I was not asking a question but pointing it out to others to keep an eye open. It appears to be a new crawler that doesn’t spread out its hits over time. Maybe this was the first time it saw our site so was doing all pages but if it continues with this one day massive hits I will investigate more.
Noticed it as well. Its the bot that does most pageviews on my instance and right after comes Seekport (35K pageviews in a day) and mj12bot. I’m getting DOS sometimes because of them. Cloudflare anti-bot feature helped me limit most of these bots without much monitoring.
That’s a shame. It would be a good feature for Discourse.
Out of interest, does the existing system (allowing you to block every crawler but only add a crawl delay for a finite list) work via robots.txt disallow and crawl-delay?
That’s a different matter entirely. Though, personally, I have found crawl-delay on another site to be effective.
Only with white hat bots, and there is not too many. All others, ratio good vs bad is more or less 1:100, don’t care what do you have or haven’t in robots.txt. Best ones looks it just to find out where a sysadmin/webmaster doesn’t want to shpw and those take that directions rightaway.
(Really, < grin > is acting as html tag Discourse should not use just < > for that, IMO)
SEO-bots are really badly behaving ones. But majority are telling fake user agent made by script kiddies.
One can stop totally plenty of bots but that should do on server, not on app-level.
That’s all by the by. My experience has been different and I would like Discourse to allow crawl-delay to be set without having to name individual crawlers.
Mozilla/5.0 (Linux; Android 7.0;) AppleWebKit/537.36 (KHTML, like Gecko) Mobile Safari/537.36 (compatible; PetalBot;+https://webmaster.petalsearch.com/site/petalbot)
872
So these peaks are from MJ21bot and Nexus 5X Build which is a legit Google bot after checking its IP in nginx logs.
Any idea why they would do such pageviews? MJ12bot seems legit as well (at least, that’s what my Google searches say…). Note that the forum is online, but requires a login to see the content. It will be open publicly in a few days.
I sometimes see crawlers peaks on my forums, but they last only one or two days and they go away for a long time.
As I am the one who started the topic I don’t see your question as off-topic. My post was an FYI and you are just trying to better understand the details of the information.
While I am not an SEO expert, if you want people to find your site using a search engine then you need to allow the search engine crawler to craw your website to build and update its indexes.
The problem is that some crawlers are not leading users to a site and if that is the case and you don’t want excessive page hits then you would ask that they not craw your site using robots.txt.

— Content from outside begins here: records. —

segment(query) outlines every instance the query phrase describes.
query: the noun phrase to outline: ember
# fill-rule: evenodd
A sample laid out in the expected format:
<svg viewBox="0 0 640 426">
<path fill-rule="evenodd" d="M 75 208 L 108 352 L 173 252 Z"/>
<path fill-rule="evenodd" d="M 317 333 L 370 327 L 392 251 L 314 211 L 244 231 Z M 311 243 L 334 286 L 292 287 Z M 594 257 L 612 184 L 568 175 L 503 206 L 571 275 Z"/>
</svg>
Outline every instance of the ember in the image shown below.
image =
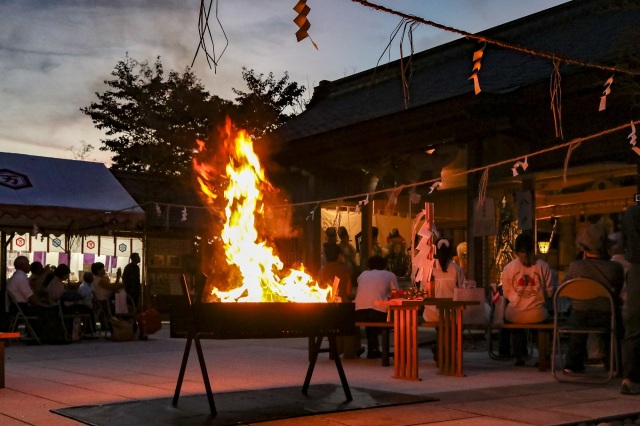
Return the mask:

However bad search engines will ignore robots.txt and one will then have to use firewall rules and such. The problem then becomes the age old problem that if someone wants to gain access to an open site (no-login) then it is hard to block them because they change their identity each time. If one goes with login required then often that cuts down on the number of people who will sign up.
With regards to the original post, I have not see another massive one day increase in page views due to MeagIndex or another crawler since the reported outlier.
Clearly letting the bot MegaIndex.ru/2.0 index the site does not appear to be generating traffic to the site.
Note: AFAIK yandex.ru is different from Megaindex.ru.
For blocking crawlers there is robots.txt which as noted
https://<Discoruse site>/admin/customize/robots
but not all crawlers will honor robots.txt.
As noted above by IAmGav there are other crawler settings.
robots.txt is not for stopping bots. It is guideline for good behaving bots. Those should stop on server level. One the biggest reasons why my discourse is behind reverse proxy.
Semi-regular crawlers activity spike is a usual thing. We ourselves divide those by:
Regular crawlers by legitimate search engines
Irregular crawlers by new/custom search engines
Targeted crawlers by competitors or any other “researchers” which may effectively use your crawled data for their purposes.
Based on our experience, there is no need to take care and protect yourself from being crawled unless you don’t want your information to be used for any purpose or you experience severe server loads because of that. In the end, if your forum/project is public, there will always be a way to gather your public data for any purpose
I had 2 occasions of a spikes, 8th & 18th of January - both times from Yandex, the Russian web crawler. Both times attempted crawls went up more than double. The biggest snoop over time is petalbot from PetalSearch.com. They had between 4x-6x the number of scans than Yandex and other bots.